Step 2 – Set Certificate to access SecurID Server (WebUI Procedure)
- If the RSA server is through ZPE Cloud Authentication, go to RSA SecurID Access and click the Lock icon (next to the URL).
- Locate and click on the Certificate.
- Click the first/top certificate on the pop-up dialog, and drag it to your desktop.
- Upload certificate to Nodegrid (certificate is automatically converted to the expected format).
- If not via ZPE Cloud:
- Go to the RSA Operations Console.
- Download the Signing Root Certificate.
- Go to Security :: Authentication :: 2-Factor.
- Click the link representing the SecurID server (added above).
- Click Certificate.
- Select Local Computer checkbox. Click Choose File and select the file (i.e. RootCA.cer file).
- Click Apply,
- Click Save.
Edit 2-Factor Configuration
- Go to Security :: Authentication :: 2-Factor.

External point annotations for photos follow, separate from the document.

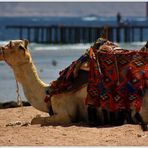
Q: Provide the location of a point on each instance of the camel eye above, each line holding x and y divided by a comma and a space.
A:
21, 47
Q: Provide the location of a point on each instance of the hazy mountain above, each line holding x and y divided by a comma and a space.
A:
72, 8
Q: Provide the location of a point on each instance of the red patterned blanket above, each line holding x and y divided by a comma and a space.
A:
117, 77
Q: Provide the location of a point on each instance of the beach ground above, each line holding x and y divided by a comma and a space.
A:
15, 131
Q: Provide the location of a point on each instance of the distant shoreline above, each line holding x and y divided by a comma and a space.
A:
12, 104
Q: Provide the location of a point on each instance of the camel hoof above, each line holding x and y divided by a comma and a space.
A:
37, 120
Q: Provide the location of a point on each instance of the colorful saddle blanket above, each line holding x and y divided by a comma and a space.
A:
117, 77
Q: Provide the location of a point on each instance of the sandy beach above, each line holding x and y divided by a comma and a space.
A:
16, 131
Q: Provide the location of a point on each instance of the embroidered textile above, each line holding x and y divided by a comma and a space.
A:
117, 77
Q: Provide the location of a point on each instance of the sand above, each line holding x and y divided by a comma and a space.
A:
15, 130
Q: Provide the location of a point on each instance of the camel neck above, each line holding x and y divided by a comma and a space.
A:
34, 88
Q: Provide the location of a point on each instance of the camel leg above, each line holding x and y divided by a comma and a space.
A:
52, 120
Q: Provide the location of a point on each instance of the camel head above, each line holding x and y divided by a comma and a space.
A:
15, 53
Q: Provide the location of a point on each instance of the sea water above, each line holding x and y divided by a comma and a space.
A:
49, 61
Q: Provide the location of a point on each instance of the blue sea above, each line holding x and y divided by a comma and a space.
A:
44, 55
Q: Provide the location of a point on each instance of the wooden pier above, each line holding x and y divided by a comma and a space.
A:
79, 34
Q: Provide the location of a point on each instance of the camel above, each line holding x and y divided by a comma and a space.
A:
67, 107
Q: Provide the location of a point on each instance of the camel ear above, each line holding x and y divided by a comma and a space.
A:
11, 44
26, 43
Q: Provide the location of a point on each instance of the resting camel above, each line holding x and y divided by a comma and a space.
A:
67, 107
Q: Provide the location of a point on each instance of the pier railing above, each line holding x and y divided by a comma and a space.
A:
79, 34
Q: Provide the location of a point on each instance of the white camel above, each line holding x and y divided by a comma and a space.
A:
67, 107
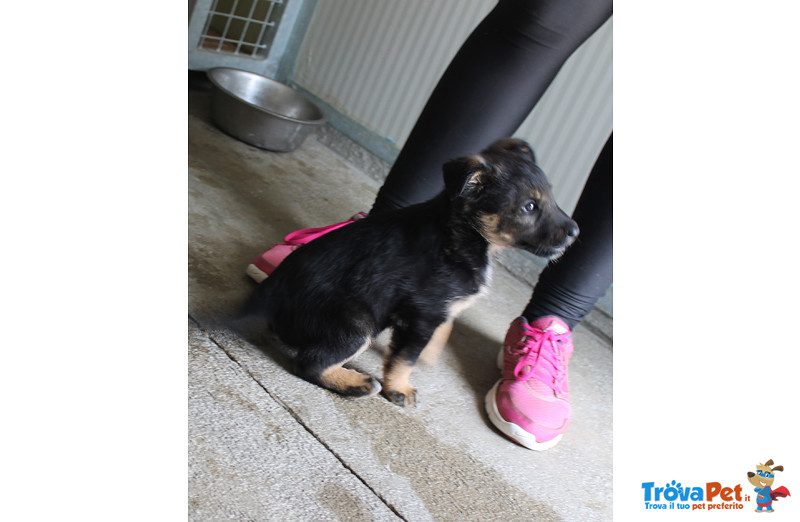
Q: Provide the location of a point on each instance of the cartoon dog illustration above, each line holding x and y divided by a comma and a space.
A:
763, 479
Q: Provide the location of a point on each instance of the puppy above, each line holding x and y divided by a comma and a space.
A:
413, 270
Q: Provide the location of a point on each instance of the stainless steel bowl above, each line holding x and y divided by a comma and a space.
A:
261, 111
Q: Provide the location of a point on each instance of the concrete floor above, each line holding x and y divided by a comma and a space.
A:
265, 445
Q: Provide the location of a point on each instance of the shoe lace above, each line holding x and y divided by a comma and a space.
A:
540, 354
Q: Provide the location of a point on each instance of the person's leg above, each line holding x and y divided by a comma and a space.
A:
569, 287
489, 88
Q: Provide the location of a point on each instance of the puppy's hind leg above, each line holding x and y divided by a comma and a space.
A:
408, 341
336, 378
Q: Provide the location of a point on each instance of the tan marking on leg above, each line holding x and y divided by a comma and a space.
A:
396, 387
430, 355
350, 382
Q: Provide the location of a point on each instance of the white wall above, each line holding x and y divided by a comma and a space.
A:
377, 61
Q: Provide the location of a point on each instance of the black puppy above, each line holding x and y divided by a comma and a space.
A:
412, 269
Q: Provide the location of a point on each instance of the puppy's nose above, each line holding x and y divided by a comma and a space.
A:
573, 230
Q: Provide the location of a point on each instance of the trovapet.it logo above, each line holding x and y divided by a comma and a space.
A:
711, 495
716, 496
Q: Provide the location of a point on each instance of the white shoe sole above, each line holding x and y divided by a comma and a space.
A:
255, 273
510, 429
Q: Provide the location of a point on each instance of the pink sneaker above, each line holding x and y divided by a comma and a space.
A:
530, 404
263, 265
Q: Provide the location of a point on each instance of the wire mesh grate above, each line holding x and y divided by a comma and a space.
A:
242, 27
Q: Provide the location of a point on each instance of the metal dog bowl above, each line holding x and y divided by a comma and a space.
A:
261, 111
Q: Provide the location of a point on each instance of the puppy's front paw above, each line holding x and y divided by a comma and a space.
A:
406, 397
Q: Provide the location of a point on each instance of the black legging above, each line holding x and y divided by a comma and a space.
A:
490, 87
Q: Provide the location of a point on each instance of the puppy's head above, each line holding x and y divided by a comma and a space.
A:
509, 200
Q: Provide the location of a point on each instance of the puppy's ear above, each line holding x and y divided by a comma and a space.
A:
464, 175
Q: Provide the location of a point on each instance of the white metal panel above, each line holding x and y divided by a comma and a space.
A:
377, 62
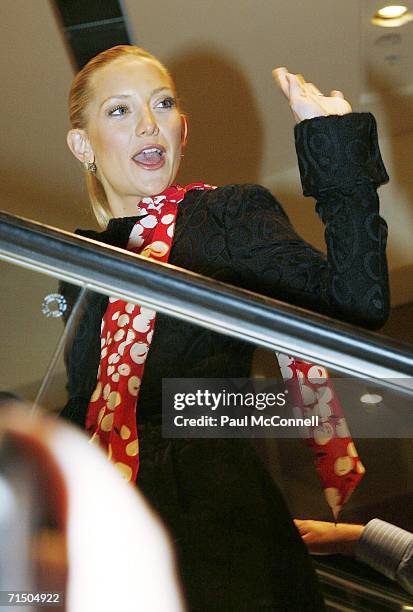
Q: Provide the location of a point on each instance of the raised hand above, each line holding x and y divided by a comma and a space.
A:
306, 100
321, 537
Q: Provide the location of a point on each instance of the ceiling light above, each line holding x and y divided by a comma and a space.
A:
392, 12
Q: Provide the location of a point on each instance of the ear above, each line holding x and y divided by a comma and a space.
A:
184, 130
78, 142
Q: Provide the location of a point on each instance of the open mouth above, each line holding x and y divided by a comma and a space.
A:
151, 157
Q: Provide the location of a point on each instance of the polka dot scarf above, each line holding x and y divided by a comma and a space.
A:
337, 461
126, 335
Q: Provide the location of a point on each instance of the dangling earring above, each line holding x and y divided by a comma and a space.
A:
90, 167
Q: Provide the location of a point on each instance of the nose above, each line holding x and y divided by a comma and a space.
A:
147, 125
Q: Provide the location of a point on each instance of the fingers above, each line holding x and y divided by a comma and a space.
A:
313, 89
296, 85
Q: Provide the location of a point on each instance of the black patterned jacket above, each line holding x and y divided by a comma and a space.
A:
240, 235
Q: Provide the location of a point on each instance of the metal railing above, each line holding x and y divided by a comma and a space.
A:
209, 303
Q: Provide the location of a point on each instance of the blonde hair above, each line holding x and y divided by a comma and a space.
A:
79, 97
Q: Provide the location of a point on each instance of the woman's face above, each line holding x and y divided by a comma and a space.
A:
135, 130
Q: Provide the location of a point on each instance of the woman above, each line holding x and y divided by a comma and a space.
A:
237, 546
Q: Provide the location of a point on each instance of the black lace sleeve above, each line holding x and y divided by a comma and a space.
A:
341, 167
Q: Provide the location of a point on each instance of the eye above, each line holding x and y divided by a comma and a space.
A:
119, 110
167, 102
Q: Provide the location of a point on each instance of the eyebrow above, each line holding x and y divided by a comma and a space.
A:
123, 96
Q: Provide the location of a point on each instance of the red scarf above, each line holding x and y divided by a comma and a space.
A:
126, 335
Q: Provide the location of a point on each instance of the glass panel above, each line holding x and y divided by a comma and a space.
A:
32, 313
37, 348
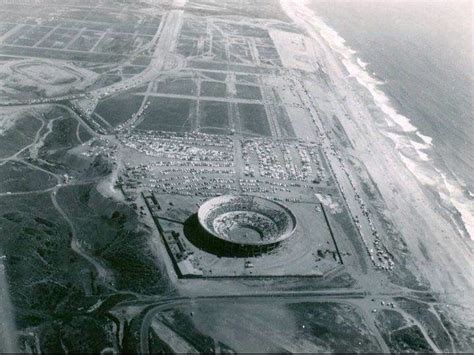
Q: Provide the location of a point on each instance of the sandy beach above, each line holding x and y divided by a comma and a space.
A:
439, 251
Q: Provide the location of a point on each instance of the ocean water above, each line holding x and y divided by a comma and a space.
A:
416, 58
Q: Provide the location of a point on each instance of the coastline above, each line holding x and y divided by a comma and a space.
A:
388, 150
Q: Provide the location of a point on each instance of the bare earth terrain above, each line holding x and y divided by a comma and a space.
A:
120, 120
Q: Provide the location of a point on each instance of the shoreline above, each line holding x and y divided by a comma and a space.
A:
422, 221
415, 148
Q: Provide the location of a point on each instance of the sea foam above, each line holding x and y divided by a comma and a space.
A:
406, 137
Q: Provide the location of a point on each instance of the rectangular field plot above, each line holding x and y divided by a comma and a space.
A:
177, 86
213, 114
59, 39
254, 119
121, 43
169, 114
119, 109
86, 41
311, 250
213, 89
248, 92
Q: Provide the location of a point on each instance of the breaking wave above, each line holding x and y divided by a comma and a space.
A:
415, 149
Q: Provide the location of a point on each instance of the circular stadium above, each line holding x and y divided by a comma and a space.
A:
246, 221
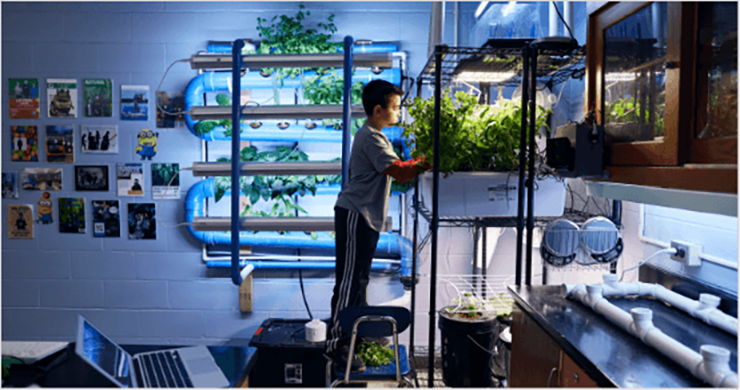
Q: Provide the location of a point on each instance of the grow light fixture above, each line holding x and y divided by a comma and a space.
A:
620, 76
482, 76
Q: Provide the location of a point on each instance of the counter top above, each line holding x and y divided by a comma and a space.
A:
610, 355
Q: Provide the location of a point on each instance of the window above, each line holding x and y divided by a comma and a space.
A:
716, 233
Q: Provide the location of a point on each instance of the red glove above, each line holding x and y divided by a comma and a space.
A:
406, 170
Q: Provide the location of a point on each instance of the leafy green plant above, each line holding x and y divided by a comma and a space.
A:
329, 89
473, 137
278, 188
373, 354
287, 35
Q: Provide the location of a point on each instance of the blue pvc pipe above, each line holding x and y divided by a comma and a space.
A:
291, 265
390, 245
347, 109
219, 81
225, 47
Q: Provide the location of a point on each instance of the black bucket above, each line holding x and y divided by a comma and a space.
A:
466, 363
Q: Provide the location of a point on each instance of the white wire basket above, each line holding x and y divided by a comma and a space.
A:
477, 296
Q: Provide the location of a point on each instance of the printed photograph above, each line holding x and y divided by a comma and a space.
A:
91, 178
20, 221
23, 99
134, 102
100, 139
10, 185
61, 98
24, 143
130, 179
106, 218
41, 179
60, 146
142, 221
98, 97
71, 215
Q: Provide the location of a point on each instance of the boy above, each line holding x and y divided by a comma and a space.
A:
362, 206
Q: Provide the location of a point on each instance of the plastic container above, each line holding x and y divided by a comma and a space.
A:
467, 351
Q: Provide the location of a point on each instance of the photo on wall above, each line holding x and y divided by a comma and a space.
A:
24, 143
170, 105
20, 221
135, 102
41, 179
60, 144
45, 210
10, 185
71, 215
61, 98
23, 99
99, 139
91, 178
98, 97
106, 218
142, 221
130, 179
162, 174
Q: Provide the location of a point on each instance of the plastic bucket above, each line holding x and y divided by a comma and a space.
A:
467, 351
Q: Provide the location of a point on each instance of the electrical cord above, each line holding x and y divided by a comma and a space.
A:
667, 250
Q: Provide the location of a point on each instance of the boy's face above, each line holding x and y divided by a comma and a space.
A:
391, 114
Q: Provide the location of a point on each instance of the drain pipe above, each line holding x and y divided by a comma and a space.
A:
389, 244
711, 366
704, 309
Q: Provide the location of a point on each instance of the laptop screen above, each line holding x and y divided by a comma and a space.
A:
105, 355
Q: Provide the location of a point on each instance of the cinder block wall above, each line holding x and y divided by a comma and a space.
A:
158, 291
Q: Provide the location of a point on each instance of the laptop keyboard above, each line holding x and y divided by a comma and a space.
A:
165, 369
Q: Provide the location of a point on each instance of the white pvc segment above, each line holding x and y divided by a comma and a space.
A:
704, 309
711, 366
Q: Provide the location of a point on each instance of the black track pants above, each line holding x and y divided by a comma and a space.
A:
355, 247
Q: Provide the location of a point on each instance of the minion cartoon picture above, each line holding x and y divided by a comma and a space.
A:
106, 218
71, 215
142, 221
44, 211
135, 102
147, 147
20, 221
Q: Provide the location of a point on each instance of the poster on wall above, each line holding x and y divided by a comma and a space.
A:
10, 185
98, 97
170, 105
91, 178
41, 179
20, 221
106, 218
71, 215
45, 209
130, 179
60, 145
162, 174
24, 143
23, 99
99, 139
61, 98
142, 221
134, 102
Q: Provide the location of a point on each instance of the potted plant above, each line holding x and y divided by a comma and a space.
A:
479, 155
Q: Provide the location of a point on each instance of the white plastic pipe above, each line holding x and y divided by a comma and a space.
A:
704, 309
711, 366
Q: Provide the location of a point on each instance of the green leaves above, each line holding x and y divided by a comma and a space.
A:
473, 137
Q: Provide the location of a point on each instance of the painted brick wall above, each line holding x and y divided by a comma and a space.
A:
159, 291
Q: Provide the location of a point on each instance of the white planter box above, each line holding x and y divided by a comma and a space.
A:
484, 194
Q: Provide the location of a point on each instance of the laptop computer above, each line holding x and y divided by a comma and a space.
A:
180, 367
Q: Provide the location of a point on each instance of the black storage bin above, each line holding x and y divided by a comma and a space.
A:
285, 358
466, 362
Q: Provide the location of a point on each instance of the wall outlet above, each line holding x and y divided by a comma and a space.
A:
690, 253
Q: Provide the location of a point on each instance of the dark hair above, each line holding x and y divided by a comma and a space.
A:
376, 93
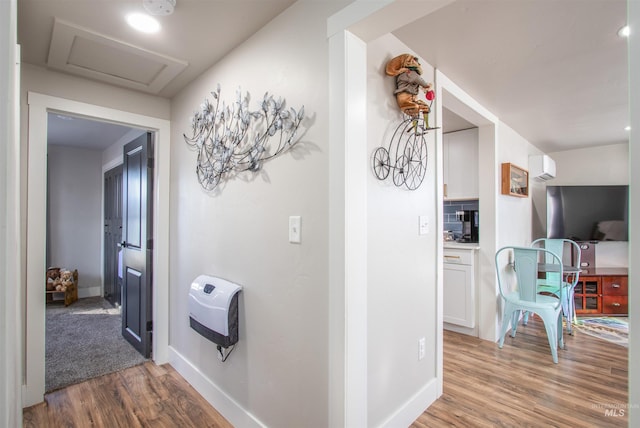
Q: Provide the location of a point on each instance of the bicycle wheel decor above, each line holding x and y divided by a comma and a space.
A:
405, 159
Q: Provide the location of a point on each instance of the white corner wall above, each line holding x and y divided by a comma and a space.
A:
634, 213
515, 214
402, 265
75, 214
11, 292
278, 373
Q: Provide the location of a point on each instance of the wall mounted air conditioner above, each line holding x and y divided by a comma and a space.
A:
542, 167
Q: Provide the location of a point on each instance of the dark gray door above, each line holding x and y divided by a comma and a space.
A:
137, 243
112, 233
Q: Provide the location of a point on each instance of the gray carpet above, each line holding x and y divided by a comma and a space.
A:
83, 341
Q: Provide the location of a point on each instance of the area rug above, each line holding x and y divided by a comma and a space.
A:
83, 341
611, 329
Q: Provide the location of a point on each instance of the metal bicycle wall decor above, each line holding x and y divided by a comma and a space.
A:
405, 159
231, 138
406, 156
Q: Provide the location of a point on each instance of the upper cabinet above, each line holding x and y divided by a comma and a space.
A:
460, 153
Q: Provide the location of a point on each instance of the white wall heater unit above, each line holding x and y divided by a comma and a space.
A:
542, 167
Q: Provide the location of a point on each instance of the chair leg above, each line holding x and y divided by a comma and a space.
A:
550, 320
560, 336
505, 325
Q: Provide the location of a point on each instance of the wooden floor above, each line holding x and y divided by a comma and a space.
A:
483, 387
519, 385
142, 396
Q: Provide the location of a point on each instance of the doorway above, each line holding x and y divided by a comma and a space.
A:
112, 235
39, 107
86, 338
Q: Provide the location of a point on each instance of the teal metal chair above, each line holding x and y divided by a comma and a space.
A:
569, 280
518, 285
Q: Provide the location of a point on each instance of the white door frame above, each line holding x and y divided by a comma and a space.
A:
39, 106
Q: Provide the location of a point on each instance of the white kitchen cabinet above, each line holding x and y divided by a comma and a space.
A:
460, 155
459, 287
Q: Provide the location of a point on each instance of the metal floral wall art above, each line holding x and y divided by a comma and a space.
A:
231, 138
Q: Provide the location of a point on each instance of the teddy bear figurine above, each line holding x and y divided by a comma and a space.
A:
407, 70
66, 280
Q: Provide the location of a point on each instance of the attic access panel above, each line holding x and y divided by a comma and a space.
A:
85, 53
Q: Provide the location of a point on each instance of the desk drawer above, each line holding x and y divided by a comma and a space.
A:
458, 257
614, 286
615, 305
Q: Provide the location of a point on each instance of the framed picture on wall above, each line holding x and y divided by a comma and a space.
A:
515, 181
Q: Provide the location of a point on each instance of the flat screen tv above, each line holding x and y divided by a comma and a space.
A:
588, 213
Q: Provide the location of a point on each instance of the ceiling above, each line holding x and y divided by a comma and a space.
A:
554, 71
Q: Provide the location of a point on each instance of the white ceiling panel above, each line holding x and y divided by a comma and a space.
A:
79, 51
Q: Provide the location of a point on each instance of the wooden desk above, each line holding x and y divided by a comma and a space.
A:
602, 291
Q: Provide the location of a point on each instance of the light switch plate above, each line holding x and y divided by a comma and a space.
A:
294, 229
423, 224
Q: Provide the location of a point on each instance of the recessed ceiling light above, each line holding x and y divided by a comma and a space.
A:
624, 31
144, 23
159, 7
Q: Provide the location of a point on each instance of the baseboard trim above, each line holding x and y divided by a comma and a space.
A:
84, 292
414, 407
223, 403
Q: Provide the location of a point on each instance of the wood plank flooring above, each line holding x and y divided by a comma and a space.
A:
483, 387
519, 385
142, 396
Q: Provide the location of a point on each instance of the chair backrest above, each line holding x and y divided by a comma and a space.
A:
557, 246
526, 266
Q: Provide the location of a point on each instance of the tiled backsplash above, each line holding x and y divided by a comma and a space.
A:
450, 208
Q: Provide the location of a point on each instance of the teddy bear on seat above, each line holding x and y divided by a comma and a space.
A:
407, 70
66, 280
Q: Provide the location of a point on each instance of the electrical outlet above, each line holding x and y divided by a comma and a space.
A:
423, 225
421, 348
294, 229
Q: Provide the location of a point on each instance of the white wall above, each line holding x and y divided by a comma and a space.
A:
75, 214
634, 210
402, 265
594, 165
278, 373
515, 214
10, 242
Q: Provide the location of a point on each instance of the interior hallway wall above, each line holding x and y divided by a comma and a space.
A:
278, 373
402, 265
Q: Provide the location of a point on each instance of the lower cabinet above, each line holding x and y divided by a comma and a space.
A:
602, 291
459, 294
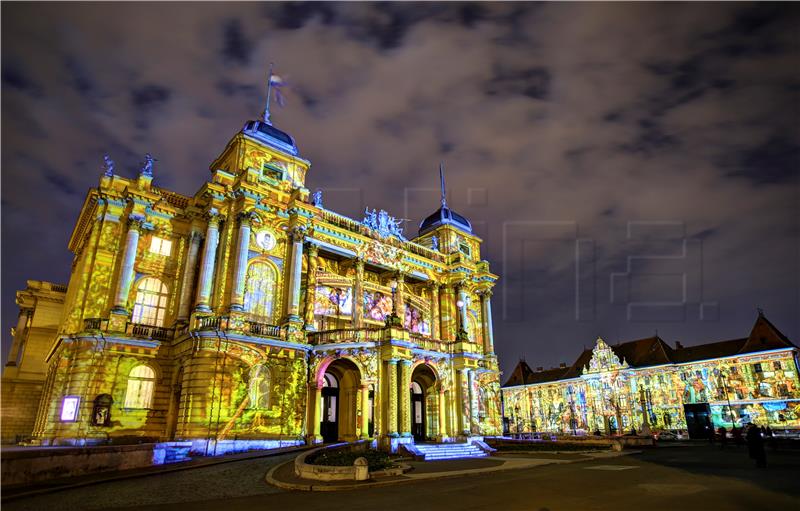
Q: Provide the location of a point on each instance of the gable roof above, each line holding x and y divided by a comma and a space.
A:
653, 351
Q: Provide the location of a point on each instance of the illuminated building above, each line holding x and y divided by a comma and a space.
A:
250, 313
646, 384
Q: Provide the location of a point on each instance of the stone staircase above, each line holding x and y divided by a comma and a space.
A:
435, 452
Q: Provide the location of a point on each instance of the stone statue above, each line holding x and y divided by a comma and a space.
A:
316, 199
147, 169
383, 223
108, 166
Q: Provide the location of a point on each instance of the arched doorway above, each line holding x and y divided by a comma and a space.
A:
340, 392
424, 404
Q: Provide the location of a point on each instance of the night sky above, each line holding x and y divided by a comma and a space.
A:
631, 167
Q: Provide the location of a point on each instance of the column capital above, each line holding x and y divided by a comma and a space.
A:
136, 222
213, 217
298, 233
245, 217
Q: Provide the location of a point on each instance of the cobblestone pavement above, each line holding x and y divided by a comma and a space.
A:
228, 480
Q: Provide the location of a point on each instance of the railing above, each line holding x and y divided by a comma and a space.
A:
263, 329
346, 335
150, 332
250, 327
95, 324
427, 343
359, 228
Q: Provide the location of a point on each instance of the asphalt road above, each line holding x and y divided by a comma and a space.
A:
679, 478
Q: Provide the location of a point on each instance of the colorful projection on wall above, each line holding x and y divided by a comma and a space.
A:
333, 301
416, 322
377, 305
610, 396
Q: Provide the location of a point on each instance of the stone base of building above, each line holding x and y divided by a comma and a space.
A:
20, 400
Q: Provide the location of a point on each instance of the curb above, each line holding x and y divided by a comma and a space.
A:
270, 479
176, 468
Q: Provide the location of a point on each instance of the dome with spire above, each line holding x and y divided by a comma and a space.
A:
265, 132
444, 215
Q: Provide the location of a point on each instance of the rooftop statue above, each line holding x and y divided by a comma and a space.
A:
108, 166
147, 169
383, 223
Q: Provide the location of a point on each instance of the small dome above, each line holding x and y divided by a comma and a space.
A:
442, 216
271, 135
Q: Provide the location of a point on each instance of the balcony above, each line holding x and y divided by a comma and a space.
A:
346, 335
224, 323
150, 332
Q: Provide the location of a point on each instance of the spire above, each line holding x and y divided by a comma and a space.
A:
444, 190
269, 94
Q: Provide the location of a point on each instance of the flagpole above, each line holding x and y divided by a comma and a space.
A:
269, 94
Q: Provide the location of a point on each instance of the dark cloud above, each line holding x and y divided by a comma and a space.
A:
575, 124
236, 47
150, 96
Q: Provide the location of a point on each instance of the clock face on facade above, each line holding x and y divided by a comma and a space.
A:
266, 240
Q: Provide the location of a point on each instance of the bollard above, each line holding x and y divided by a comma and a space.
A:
362, 469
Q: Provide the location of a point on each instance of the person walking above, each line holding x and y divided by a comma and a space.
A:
755, 446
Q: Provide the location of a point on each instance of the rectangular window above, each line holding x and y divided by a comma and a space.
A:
161, 246
69, 408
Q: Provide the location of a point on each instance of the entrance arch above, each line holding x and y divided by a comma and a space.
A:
425, 404
341, 382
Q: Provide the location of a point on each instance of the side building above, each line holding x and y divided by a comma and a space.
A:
250, 314
646, 384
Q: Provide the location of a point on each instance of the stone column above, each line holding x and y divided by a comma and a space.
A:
295, 274
435, 331
311, 287
393, 390
488, 334
315, 412
208, 264
462, 311
405, 397
188, 275
358, 294
19, 338
399, 298
365, 410
240, 263
463, 420
471, 397
128, 260
442, 413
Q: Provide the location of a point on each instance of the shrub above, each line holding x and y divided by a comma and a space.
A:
376, 460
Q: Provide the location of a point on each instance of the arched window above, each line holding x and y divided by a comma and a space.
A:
260, 381
259, 292
141, 382
150, 306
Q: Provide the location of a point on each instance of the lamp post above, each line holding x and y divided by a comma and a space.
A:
727, 396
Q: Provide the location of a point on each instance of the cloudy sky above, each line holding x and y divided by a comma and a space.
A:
631, 167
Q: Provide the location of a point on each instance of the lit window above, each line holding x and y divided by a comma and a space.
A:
69, 408
160, 246
260, 291
141, 382
150, 306
260, 381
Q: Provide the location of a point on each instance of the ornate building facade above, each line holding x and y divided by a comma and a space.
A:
249, 313
646, 384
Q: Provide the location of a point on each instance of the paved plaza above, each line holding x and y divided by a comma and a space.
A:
695, 476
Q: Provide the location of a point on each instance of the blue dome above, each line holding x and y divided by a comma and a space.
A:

- In the Name column, click the name to be updated (displays dialog).
- Make changes, as needed.
- Click Save.
Delete 2-Factor Configuration
- Go to Security :: Authentication :: 2-Factor.
- Locate and select the checkbox.
- Click Delete.
- On the confirmation dialog, click OK.
Assign 2-factor to an Authentication Method
RSA SecurID 2-factor authentication can be added to any Nodegrid-supported authentication method: Local, LDAP/AD, Radius, TACACS+, or Kerberos.
Nodegrid authenticates users following the order of the authentication servers, as configured. When a method succeeds (user authenticated), Nodegrid initiates the 2-factor authentication (if configured).
The user receives a request from RSA SecurID to provide the token code and PIN (according to the setup on the user’s RSA Security Console). The process is applied on user login via Web Browser, SSH, Telnet or Console port.
RSA Authenticate App
This applies only to ZPE Cloud Authentication Services.
- Download the RSA SecurID Authenticate app.
- Go to RSA SecurID Access and login.
- Follow the steps to register the device.